When G.K. Chesterton wrote his poem ‘The Donkey’, he couldn’t have been aware of the triceratops. The donkey has a big head, it is true (not to mention big ears) but the donkey is not to be compared with this ten-ton creature from the Cretaceous period. He became extinct along with the rest of the dinosaurs and turned up in north America in 1889.
Unlike the donkey with his cross on his back, he took no significant part in world events. But hr must be at least a candidate for the biggest head in prehistory. How he kept this gigantic bony structure aloft takes us beyond imagination. He was herbivorous, so might have had a placid temperament and we have had to manage without him.

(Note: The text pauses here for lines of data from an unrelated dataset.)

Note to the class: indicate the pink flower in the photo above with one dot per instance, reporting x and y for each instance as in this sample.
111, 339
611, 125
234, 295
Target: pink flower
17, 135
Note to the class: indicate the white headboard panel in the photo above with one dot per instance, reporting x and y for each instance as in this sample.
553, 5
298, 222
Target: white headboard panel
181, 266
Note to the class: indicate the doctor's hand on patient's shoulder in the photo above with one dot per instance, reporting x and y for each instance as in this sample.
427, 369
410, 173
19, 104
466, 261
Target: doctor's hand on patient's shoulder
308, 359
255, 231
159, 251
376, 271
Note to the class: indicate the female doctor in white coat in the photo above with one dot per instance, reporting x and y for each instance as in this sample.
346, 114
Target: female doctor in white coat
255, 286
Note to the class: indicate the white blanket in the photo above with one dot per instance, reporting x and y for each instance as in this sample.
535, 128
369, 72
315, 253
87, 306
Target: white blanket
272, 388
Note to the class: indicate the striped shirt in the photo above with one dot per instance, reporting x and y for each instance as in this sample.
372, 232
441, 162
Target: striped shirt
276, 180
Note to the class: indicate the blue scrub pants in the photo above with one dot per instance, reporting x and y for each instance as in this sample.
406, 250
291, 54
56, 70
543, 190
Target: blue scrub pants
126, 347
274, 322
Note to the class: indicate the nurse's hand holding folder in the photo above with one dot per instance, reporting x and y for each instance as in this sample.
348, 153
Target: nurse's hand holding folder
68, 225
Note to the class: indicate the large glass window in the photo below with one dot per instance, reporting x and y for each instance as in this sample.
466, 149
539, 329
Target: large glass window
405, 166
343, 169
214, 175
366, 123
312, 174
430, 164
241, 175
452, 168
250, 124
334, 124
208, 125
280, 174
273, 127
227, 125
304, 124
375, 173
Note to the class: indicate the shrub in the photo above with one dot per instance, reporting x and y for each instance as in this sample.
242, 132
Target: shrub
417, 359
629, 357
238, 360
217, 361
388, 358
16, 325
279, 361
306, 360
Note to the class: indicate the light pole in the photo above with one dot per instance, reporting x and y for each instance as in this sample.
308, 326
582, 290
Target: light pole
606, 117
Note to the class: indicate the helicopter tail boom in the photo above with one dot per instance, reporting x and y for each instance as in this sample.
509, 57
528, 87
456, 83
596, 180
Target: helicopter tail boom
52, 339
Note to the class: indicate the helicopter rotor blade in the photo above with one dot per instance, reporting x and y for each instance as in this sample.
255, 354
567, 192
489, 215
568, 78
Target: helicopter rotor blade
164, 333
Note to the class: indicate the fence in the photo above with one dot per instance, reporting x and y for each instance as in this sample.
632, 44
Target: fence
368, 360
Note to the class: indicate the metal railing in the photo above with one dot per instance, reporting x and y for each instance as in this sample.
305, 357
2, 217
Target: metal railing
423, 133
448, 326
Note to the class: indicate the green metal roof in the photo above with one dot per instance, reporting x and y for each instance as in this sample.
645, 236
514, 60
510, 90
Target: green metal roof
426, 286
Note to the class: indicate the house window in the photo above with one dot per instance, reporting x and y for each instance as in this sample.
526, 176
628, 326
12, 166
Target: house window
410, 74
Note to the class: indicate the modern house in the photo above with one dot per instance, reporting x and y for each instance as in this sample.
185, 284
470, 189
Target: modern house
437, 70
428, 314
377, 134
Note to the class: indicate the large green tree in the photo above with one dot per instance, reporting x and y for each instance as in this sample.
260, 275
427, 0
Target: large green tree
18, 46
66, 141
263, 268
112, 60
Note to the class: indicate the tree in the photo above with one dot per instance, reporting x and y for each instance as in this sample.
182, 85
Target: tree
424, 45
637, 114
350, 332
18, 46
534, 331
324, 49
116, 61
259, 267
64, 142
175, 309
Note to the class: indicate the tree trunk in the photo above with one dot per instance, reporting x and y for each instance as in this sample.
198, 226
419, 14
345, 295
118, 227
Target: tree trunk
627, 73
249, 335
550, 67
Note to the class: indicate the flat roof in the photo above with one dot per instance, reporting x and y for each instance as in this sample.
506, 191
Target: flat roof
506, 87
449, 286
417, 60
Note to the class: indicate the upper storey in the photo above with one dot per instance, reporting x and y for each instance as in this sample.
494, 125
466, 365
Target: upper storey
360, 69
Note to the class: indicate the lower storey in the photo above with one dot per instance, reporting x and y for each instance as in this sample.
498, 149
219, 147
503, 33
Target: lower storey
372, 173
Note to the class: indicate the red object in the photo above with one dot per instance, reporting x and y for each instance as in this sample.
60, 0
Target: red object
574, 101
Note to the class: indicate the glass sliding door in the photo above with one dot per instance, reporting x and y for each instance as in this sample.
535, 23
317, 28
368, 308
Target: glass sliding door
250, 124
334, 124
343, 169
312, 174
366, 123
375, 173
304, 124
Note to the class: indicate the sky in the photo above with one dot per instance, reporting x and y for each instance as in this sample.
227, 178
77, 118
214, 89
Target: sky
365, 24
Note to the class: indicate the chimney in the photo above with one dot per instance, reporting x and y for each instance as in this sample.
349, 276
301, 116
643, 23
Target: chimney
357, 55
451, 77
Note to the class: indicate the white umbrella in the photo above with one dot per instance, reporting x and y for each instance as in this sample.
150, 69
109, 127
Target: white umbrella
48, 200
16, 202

A pity that G.K. Chesterton had something on at the time that prevented his writing a poem about this obliging fellow. A pity, too, that Blake did not take on the job of introducing him to the world at large. He deserves no less.
And while we’re about it, what made the Creator think of a cosmos as we know it? Did he choose the style we know out of a range of possibilities? But he is the author of that range in any case. My ten-ton charmer (cardboard and bead and blue décor) looks remarkably like a man’s best friend hoping for an outing. I mustn’t disappoint him.